His eyes flickered back to the screen.
"Start with the boy. Vane."
"Be discreet," Silas commanded, his voice dropping to a low, predatory growl.
"I want data, not bodies."
"Not yet."
The security chief gave a single, curt nod and left the room without a word.
The afternoon sun beat down on the Northwood High athletic field.
The air was filled with the shouts of students and the shrill blast of a coach's whistle.
Two men in simple, gray polo shirts and slacks stood on the sidelines, looking like concerned parents.
They weren't.
One of them held a tablet, his thumb scrolling through a long list of student files.
He was cross-referencing names with academic records, athletic scores, and social media activity.
"Anything?" the second man asked, his eyes scanning the students running laps on the track.

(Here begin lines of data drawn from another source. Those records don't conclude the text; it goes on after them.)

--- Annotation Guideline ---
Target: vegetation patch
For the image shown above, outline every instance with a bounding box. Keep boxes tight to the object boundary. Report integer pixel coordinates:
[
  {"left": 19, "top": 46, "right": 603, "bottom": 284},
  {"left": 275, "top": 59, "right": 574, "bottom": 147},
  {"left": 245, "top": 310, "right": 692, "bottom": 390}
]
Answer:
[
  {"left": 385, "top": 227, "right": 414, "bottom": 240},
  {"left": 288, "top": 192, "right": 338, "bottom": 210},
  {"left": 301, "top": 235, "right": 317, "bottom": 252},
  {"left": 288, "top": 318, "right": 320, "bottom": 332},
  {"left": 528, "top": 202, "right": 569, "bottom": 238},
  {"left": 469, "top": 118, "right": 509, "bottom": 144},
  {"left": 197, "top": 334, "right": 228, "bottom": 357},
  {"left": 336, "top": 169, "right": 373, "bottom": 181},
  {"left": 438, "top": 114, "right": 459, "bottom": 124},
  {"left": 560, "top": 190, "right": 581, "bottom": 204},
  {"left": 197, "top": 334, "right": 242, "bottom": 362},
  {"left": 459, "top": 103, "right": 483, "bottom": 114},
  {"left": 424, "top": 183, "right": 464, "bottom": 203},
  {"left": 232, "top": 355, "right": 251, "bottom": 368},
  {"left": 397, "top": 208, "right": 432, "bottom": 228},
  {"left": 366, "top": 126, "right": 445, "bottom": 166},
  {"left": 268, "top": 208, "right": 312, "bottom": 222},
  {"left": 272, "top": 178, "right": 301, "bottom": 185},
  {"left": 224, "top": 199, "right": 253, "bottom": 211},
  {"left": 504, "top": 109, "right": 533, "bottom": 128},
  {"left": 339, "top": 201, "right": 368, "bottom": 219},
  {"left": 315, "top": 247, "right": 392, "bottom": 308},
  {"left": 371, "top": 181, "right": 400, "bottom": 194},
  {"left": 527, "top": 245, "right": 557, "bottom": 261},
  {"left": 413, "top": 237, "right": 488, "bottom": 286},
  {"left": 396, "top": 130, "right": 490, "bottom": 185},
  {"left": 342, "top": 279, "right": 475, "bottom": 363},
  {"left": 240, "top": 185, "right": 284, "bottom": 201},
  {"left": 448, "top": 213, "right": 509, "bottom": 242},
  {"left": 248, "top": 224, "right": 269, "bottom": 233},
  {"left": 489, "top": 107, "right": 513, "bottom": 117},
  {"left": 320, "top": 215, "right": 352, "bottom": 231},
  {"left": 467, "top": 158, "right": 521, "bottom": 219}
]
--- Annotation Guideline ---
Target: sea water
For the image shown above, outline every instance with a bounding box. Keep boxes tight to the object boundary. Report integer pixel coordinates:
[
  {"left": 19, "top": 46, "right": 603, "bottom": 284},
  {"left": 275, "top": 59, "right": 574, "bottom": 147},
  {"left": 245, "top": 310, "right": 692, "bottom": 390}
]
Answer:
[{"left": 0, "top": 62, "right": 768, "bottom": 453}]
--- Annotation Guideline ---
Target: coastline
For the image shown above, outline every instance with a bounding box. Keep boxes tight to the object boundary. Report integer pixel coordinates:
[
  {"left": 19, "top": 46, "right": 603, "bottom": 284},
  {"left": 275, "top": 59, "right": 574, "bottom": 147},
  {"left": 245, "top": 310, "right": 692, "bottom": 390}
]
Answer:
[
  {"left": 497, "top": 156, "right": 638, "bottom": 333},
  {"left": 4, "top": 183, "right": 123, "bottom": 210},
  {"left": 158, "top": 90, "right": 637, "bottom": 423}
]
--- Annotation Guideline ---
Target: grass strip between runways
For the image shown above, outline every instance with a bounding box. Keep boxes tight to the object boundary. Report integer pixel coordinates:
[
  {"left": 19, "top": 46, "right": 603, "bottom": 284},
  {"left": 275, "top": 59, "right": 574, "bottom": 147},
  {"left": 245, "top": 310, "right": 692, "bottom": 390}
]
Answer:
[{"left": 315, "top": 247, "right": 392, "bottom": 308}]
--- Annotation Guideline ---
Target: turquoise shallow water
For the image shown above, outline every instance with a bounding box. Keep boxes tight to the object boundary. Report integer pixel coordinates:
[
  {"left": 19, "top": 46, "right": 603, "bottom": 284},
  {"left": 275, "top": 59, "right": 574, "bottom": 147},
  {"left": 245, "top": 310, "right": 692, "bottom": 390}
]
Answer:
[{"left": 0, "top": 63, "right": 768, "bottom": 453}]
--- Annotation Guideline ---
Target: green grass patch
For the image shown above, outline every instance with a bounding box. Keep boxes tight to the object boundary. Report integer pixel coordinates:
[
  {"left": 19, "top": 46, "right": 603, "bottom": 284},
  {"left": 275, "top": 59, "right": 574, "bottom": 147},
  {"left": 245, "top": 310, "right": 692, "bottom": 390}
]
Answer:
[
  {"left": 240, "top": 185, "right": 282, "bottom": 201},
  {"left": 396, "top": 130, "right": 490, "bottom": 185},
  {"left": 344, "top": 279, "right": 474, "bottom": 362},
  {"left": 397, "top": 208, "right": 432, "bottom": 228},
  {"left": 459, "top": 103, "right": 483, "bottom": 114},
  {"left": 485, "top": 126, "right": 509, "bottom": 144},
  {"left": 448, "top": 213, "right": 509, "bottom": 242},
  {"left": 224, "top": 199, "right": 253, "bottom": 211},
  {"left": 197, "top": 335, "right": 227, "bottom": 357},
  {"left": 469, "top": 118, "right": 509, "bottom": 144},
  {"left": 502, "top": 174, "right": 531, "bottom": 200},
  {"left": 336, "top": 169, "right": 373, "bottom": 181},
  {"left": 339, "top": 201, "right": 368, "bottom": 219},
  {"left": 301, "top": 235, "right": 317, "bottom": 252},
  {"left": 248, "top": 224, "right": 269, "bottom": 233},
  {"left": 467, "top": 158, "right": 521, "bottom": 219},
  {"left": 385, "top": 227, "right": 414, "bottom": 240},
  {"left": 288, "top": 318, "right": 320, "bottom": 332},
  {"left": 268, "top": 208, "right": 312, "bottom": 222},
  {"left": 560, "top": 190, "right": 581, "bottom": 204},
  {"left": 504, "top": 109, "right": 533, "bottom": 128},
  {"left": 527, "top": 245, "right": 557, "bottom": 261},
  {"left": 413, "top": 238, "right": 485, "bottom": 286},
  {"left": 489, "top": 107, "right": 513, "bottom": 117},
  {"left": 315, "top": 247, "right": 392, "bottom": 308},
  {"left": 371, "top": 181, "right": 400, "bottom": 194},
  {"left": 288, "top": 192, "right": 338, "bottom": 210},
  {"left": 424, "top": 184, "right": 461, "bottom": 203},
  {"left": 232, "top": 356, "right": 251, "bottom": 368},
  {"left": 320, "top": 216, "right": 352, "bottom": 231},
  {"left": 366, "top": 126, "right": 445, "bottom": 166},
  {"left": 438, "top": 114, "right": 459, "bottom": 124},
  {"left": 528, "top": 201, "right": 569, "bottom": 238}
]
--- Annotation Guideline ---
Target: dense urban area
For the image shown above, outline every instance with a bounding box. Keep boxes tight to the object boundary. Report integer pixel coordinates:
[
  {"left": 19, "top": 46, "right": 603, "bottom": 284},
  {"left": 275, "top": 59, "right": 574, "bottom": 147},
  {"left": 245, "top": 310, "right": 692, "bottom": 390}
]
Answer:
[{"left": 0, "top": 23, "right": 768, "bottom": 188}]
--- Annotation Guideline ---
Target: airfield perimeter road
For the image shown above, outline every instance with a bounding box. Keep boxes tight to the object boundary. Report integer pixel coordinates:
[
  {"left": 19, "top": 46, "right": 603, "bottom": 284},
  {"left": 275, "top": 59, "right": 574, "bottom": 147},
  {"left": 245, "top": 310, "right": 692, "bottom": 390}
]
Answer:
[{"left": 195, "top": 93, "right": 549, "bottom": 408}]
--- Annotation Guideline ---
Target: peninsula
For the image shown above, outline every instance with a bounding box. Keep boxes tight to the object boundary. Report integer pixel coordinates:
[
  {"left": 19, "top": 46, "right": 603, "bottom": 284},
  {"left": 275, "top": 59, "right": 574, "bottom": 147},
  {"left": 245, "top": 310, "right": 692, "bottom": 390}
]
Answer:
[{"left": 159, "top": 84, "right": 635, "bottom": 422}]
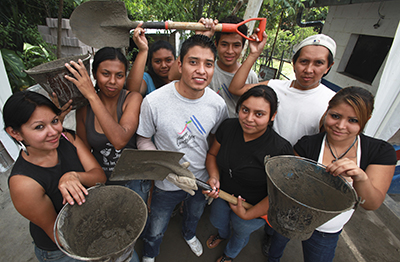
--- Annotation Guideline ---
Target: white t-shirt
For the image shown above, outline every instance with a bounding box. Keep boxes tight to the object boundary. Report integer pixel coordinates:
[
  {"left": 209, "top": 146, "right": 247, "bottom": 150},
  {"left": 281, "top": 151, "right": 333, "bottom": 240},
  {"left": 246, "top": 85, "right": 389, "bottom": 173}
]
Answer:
[
  {"left": 268, "top": 79, "right": 335, "bottom": 146},
  {"left": 136, "top": 81, "right": 228, "bottom": 191},
  {"left": 210, "top": 62, "right": 258, "bottom": 118}
]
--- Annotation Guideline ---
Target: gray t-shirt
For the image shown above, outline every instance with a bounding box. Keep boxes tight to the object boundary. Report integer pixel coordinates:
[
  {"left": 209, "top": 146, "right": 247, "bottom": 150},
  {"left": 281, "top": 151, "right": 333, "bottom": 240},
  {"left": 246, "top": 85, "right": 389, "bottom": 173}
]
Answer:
[
  {"left": 136, "top": 81, "right": 228, "bottom": 191},
  {"left": 210, "top": 62, "right": 258, "bottom": 118}
]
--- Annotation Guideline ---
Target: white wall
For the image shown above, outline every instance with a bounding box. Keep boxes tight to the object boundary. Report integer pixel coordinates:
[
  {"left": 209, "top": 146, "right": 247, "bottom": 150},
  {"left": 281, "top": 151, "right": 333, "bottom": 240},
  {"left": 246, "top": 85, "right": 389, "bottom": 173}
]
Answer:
[{"left": 322, "top": 1, "right": 400, "bottom": 94}]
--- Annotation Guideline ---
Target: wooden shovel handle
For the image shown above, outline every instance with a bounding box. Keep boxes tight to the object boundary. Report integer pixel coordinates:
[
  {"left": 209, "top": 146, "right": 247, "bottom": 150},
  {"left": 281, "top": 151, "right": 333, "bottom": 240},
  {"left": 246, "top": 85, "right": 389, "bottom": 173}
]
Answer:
[
  {"left": 196, "top": 179, "right": 253, "bottom": 209},
  {"left": 136, "top": 17, "right": 267, "bottom": 41},
  {"left": 218, "top": 190, "right": 253, "bottom": 209}
]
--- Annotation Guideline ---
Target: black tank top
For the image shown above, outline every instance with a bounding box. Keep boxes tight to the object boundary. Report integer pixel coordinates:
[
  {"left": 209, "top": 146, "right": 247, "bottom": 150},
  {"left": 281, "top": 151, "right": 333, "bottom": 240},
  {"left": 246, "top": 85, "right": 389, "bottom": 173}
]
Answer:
[
  {"left": 8, "top": 136, "right": 85, "bottom": 251},
  {"left": 85, "top": 89, "right": 137, "bottom": 181}
]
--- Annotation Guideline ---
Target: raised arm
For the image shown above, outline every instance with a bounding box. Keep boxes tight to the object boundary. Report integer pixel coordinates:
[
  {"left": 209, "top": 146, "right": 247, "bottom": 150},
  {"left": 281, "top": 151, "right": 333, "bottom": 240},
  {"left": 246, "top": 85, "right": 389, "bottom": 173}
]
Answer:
[
  {"left": 195, "top": 17, "right": 218, "bottom": 38},
  {"left": 229, "top": 32, "right": 268, "bottom": 96},
  {"left": 126, "top": 25, "right": 149, "bottom": 95}
]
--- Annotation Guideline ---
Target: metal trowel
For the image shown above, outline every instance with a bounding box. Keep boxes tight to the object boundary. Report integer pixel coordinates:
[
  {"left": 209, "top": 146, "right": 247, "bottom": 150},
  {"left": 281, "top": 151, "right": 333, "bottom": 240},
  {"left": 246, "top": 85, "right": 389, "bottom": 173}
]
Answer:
[{"left": 109, "top": 148, "right": 252, "bottom": 209}]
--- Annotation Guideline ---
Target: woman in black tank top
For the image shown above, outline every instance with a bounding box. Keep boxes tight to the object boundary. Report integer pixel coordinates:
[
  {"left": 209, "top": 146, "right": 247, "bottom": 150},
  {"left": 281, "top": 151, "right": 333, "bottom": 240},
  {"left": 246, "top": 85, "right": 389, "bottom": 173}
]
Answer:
[{"left": 3, "top": 91, "right": 106, "bottom": 261}]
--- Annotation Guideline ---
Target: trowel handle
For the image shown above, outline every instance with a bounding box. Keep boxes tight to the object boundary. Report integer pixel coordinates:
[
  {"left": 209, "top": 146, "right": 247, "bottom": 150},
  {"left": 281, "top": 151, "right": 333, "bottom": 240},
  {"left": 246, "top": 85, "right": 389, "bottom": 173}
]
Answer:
[
  {"left": 196, "top": 179, "right": 253, "bottom": 209},
  {"left": 142, "top": 17, "right": 267, "bottom": 41}
]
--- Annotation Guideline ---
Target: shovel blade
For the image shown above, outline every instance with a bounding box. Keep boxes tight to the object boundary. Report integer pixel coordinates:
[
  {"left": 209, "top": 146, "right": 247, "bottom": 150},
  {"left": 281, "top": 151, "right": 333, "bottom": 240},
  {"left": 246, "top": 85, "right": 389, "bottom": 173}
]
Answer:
[
  {"left": 70, "top": 0, "right": 138, "bottom": 48},
  {"left": 109, "top": 149, "right": 184, "bottom": 181}
]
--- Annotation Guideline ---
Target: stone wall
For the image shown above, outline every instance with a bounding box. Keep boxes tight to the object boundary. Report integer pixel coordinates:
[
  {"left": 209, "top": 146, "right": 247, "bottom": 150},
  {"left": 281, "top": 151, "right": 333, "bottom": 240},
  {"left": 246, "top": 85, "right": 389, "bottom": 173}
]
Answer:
[{"left": 38, "top": 18, "right": 92, "bottom": 57}]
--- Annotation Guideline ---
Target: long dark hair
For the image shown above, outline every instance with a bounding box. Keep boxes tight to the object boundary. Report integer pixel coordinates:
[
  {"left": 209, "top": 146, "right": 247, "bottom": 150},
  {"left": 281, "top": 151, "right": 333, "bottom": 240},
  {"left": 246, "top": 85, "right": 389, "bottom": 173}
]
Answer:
[
  {"left": 3, "top": 90, "right": 61, "bottom": 134},
  {"left": 320, "top": 86, "right": 374, "bottom": 133},
  {"left": 92, "top": 47, "right": 128, "bottom": 91},
  {"left": 236, "top": 85, "right": 278, "bottom": 126},
  {"left": 147, "top": 40, "right": 175, "bottom": 89}
]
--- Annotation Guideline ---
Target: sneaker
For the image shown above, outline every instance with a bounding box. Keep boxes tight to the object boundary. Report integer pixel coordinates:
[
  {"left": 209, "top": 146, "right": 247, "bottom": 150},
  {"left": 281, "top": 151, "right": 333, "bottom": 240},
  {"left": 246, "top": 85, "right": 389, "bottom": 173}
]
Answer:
[
  {"left": 142, "top": 257, "right": 155, "bottom": 262},
  {"left": 261, "top": 234, "right": 272, "bottom": 257},
  {"left": 185, "top": 236, "right": 203, "bottom": 257}
]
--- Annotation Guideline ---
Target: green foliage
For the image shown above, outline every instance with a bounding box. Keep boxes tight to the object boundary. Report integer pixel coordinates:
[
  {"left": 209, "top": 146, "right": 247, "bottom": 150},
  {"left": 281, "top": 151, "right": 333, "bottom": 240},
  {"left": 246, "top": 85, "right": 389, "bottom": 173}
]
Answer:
[
  {"left": 1, "top": 49, "right": 35, "bottom": 92},
  {"left": 1, "top": 43, "right": 55, "bottom": 92},
  {"left": 124, "top": 0, "right": 245, "bottom": 22}
]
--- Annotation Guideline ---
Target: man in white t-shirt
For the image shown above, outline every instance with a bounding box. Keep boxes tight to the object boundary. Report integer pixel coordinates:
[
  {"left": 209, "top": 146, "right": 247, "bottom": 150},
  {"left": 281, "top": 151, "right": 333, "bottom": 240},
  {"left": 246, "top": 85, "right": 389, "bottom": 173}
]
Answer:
[
  {"left": 229, "top": 33, "right": 336, "bottom": 256},
  {"left": 210, "top": 15, "right": 258, "bottom": 118},
  {"left": 136, "top": 35, "right": 228, "bottom": 262},
  {"left": 168, "top": 15, "right": 258, "bottom": 118}
]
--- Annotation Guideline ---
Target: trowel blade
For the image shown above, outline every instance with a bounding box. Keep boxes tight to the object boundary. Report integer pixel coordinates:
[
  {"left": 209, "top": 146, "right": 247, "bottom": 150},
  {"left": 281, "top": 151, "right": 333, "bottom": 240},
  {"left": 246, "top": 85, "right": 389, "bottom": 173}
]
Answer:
[{"left": 109, "top": 148, "right": 184, "bottom": 181}]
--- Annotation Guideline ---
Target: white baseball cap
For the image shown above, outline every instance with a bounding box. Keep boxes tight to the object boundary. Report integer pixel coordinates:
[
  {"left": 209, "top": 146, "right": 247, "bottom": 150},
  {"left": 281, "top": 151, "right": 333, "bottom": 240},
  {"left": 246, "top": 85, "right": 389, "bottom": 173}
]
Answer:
[{"left": 293, "top": 34, "right": 336, "bottom": 57}]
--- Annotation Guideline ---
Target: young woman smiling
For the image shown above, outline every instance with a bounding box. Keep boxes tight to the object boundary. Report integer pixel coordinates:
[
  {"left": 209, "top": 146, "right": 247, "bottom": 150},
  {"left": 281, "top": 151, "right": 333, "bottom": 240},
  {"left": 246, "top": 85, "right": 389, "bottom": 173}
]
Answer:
[
  {"left": 3, "top": 91, "right": 106, "bottom": 262},
  {"left": 268, "top": 87, "right": 397, "bottom": 262},
  {"left": 65, "top": 27, "right": 151, "bottom": 202},
  {"left": 127, "top": 40, "right": 175, "bottom": 96},
  {"left": 204, "top": 85, "right": 293, "bottom": 262}
]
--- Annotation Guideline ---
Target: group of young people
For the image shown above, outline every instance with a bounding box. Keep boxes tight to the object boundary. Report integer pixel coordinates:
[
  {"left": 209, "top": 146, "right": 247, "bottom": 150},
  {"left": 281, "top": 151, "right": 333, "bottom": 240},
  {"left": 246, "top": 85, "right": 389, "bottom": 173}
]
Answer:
[{"left": 3, "top": 12, "right": 396, "bottom": 262}]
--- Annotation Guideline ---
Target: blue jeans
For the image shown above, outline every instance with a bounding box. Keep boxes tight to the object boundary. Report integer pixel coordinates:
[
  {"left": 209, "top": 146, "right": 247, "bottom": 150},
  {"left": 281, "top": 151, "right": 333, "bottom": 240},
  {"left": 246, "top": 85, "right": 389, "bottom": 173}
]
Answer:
[
  {"left": 143, "top": 187, "right": 206, "bottom": 257},
  {"left": 210, "top": 198, "right": 266, "bottom": 258},
  {"left": 268, "top": 230, "right": 342, "bottom": 262},
  {"left": 124, "top": 180, "right": 151, "bottom": 204},
  {"left": 35, "top": 245, "right": 81, "bottom": 262}
]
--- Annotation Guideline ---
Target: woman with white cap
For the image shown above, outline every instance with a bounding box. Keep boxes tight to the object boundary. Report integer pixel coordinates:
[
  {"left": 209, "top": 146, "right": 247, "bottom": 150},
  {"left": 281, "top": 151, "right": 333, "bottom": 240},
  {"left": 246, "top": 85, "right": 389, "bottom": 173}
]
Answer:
[{"left": 229, "top": 33, "right": 336, "bottom": 256}]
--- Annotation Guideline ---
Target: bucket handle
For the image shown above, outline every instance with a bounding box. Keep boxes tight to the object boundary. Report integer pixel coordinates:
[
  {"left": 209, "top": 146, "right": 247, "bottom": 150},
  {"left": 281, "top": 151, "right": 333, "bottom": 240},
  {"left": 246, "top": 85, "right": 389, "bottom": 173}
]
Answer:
[
  {"left": 264, "top": 155, "right": 365, "bottom": 210},
  {"left": 53, "top": 183, "right": 105, "bottom": 261}
]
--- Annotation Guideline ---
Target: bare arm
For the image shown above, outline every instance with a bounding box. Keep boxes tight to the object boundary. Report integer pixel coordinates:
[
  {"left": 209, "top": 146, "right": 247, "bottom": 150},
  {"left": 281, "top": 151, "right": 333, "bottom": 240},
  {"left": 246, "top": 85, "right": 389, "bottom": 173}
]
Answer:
[
  {"left": 195, "top": 17, "right": 218, "bottom": 38},
  {"left": 75, "top": 106, "right": 91, "bottom": 150},
  {"left": 326, "top": 158, "right": 395, "bottom": 210},
  {"left": 229, "top": 196, "right": 269, "bottom": 220},
  {"left": 136, "top": 135, "right": 157, "bottom": 150},
  {"left": 58, "top": 133, "right": 107, "bottom": 205},
  {"left": 9, "top": 175, "right": 57, "bottom": 241},
  {"left": 203, "top": 137, "right": 221, "bottom": 198},
  {"left": 229, "top": 32, "right": 268, "bottom": 96},
  {"left": 126, "top": 25, "right": 149, "bottom": 95}
]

"A lot of noise," the first man replied, not looking up from his screen. "A few jocks juicing with low-grade enhancers. A couple of nerds using cognitive boosters to cheat on their exams. The usual."
He kept scrolling.
He passed Julian's file, marked with a special note: *'Asset's son. Do not engage.'*
He passed Clara's file, noting her perfect grades but unremarkable physical stats.
Then he stopped.
The screen was filled with a new file.
A picture of a quiet, withdrawn-looking boy stared back at him.
Miles Vane.
The agent's finger traced a line across the screen, comparing two columns of data.
On the left were last year's Physical Education scores.
Bottom ten percent in every category.
On the right were the official results from the recent decathlon.
First place.
A record-breaking 100-meter dash.
The agent zoomed in on the photo of the boy.
He tapped the name on the screen, a red highlight appearing around it.
He looked up at his partner, his face grim.
"I think," he said slowly, "we've found our anomaly."